De tout temps, et surtout avant Mohammed, les Arabes se rendaient à la Mecque pour faire le tour de la Caaba ou maison d'Abraham. J'ai vu à Londres un modèle fort exact de la ville sainte. Ce sont sept à huit cents maisons à toits en terrasse, jetées au milieu d'un désert de sable dévoré par le soleil. A l'une des extrémités de la ville, l'on découvre un édifice immense à peu près de forme carrée; cet édifice entoure la Caaba; il se compose d'une longue suite de portiques nécessaires sous le soleil d'Arabie pour effectuer la promenade sacrée. Ce portique est bien important dans l'histoire des mœurs et de la poésie arabes: ce fut apparemment pendant des siècles le seul lieu où les hommes et les femmes se trouvassent réunis. On faisait pêle-mêle, à pas lents, et en récitant en chœur des poésies sacrées, le tour de la Caaba; c'est une promenade de trois quarts d'heure: ces tours se répétaient plusieurs fois dans la même journée; c'était là le rite sacré pour lequel hommes et femmes accouraient de toutes les parties du désert. C'est sous le portique de la Caaba que se sont polies les mœurs arabes. Il s'établit bientôt une lutte entre les pères et les amants; bientôt ce fut par des odes d'amour que l'amant dévoila sa passion à la jeune fille sévèrement surveillée par ses frères ou son père, à côté de laquelle il faisait la promenade sacrée. Les habitudes généreuses et sentimentales de ce peuple existaient déjà dans le camp; mais il me semble que la galanterie arabe est née autour de la Caaba: c'est aussi la patrie de leur littérature. D'abord elle exprima la passion avec simplicité et véhémence, telle que la sentait le poète; plus tard le poète, au lieu de songer à toucher son amie, pensa à écrire de belles choses; alors naquit l'affectation, que les Maures portèrent en Espagne et qui gâte encore aujourd'hui les livres de ce peuple[184].

[184] Il y a un fort grand nombre de manuscrits arabes à Paris. Ceux des temps postérieurs ont de l'affectation, mais jamais aucune imitation des Grecs ou des Romains; c'est ce qui les fait mépriser des savants.

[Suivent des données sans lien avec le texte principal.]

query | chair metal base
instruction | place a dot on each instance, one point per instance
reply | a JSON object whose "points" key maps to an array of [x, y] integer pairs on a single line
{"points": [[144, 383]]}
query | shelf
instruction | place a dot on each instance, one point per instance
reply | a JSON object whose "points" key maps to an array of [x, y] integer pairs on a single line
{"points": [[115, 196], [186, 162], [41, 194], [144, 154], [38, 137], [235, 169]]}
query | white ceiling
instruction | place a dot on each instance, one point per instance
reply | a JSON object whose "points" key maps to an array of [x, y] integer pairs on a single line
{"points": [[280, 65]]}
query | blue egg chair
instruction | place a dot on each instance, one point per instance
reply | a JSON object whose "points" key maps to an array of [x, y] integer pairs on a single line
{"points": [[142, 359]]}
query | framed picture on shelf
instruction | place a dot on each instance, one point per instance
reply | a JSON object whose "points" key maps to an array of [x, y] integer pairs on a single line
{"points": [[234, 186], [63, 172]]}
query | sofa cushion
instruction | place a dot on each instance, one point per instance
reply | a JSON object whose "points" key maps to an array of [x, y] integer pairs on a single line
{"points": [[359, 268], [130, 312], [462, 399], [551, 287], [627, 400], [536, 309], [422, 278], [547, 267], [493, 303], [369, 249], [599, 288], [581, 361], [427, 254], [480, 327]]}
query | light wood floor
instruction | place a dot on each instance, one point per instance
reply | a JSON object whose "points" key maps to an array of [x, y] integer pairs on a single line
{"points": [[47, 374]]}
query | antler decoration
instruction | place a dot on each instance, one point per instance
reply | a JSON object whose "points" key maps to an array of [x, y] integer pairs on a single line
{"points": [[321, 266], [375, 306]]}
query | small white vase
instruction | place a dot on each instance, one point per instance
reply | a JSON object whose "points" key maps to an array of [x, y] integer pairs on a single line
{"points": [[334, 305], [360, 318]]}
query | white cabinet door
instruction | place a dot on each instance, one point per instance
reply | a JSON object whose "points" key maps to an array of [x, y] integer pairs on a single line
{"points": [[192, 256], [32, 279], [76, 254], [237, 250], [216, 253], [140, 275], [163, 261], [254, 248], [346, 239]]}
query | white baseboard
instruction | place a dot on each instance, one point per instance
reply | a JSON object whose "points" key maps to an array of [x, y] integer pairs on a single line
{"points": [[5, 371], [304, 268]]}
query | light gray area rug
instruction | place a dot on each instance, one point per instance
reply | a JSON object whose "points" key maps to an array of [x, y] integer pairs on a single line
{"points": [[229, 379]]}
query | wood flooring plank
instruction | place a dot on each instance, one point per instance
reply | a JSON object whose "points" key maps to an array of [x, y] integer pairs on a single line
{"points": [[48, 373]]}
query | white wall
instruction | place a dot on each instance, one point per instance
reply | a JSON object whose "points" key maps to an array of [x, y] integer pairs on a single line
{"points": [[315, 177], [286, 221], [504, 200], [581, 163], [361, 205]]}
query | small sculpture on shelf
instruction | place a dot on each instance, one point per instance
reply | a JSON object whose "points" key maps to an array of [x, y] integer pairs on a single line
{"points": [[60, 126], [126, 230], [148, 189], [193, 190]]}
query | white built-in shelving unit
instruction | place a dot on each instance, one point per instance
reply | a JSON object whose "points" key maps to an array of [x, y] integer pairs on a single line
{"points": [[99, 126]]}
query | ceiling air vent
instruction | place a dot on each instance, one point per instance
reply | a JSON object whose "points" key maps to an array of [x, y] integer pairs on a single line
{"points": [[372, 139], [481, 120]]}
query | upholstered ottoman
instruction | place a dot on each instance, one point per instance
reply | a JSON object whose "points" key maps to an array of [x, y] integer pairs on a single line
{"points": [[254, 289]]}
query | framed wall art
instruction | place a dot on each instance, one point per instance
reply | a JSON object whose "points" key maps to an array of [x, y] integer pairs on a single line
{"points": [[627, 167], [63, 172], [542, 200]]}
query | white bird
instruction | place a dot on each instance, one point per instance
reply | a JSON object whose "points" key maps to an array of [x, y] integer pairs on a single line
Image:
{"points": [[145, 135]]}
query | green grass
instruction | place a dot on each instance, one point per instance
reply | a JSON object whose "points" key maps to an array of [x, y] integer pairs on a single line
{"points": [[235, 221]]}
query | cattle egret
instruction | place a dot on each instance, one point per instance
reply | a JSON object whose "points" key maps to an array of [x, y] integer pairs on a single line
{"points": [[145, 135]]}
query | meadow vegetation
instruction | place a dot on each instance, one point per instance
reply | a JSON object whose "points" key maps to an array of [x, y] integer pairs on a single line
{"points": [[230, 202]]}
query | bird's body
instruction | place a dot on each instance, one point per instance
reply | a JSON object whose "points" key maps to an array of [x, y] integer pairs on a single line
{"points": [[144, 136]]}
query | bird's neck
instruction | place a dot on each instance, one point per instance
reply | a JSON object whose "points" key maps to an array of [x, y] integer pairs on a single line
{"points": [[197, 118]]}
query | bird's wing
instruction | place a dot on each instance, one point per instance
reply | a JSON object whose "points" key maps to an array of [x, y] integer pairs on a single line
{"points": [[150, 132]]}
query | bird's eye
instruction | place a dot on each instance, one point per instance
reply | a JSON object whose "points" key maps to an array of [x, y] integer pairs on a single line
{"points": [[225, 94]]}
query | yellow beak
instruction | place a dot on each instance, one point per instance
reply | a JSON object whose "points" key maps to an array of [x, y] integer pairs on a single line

Je vois une preuve touchante du respect des Arabes pour le sexe le plus faible dans la formule de leur divorce. La femme, en l'absence du mari duquel elle voulait se séparer, détendait la tente et la relevait en ayant soin d'en placer l'ouverture du côté opposé à celui qu'elle occupait auparavant. Cette simple cérémonie séparait à jamais les deux époux.

FRAGMENTS
EXTRAITS ET TRADUITS D'UN RECUEIL ARABE INTITULÉ LE DIVAN DE L'AMOUR

Compilé par Ebn-Abi-Hadglat (manuscrits de la bibliothèque du roi, nos 1461 et 1462).

Mohammed, fils de Djaâfar Elahouâzadi, raconte que, Djamil étant malade de la maladie dont il mourut, Elâbas, fils de Sohail, le visita et le trouva prêt à rendre l'âme. «O fils de Sohail! lui dit Djamil, que penses-tu d'un homme qui n'a jamais bu de vin, qui n'a jamais fait de gain illicite, qui n'a jamais donné injustement la mort à nulle créature vivante que Dieu ait défendu de tuer, et qui rend témoignage qu'il n'y a d'autre dieu que Dieu, et que Mohammed est son prophète?—Je pense, répondit Ben Sohail, que cet homme sera sauvé et obtiendra le paradis; mais quel est-il, cet homme que tu dis?—C'est moi, répliqua Djamil.—Je ne croyais pas que tu professasses l'islamisme, dit alors Ben Sohail, et d'ailleurs il y a vingt ans que tu fais l'amour à Bothaina et que tu la célèbres dans tes vers.—Me voici, répondit Djamil, au premier des jours de l'autre monde et au dernier des jours de ce monde, et je veux que la clémence de notre maître Mohammed ne s'étende pas sur moi au jour du jugement, si j'ai jamais porté la main sur Bothaina pour quelque chose de répréhensible.»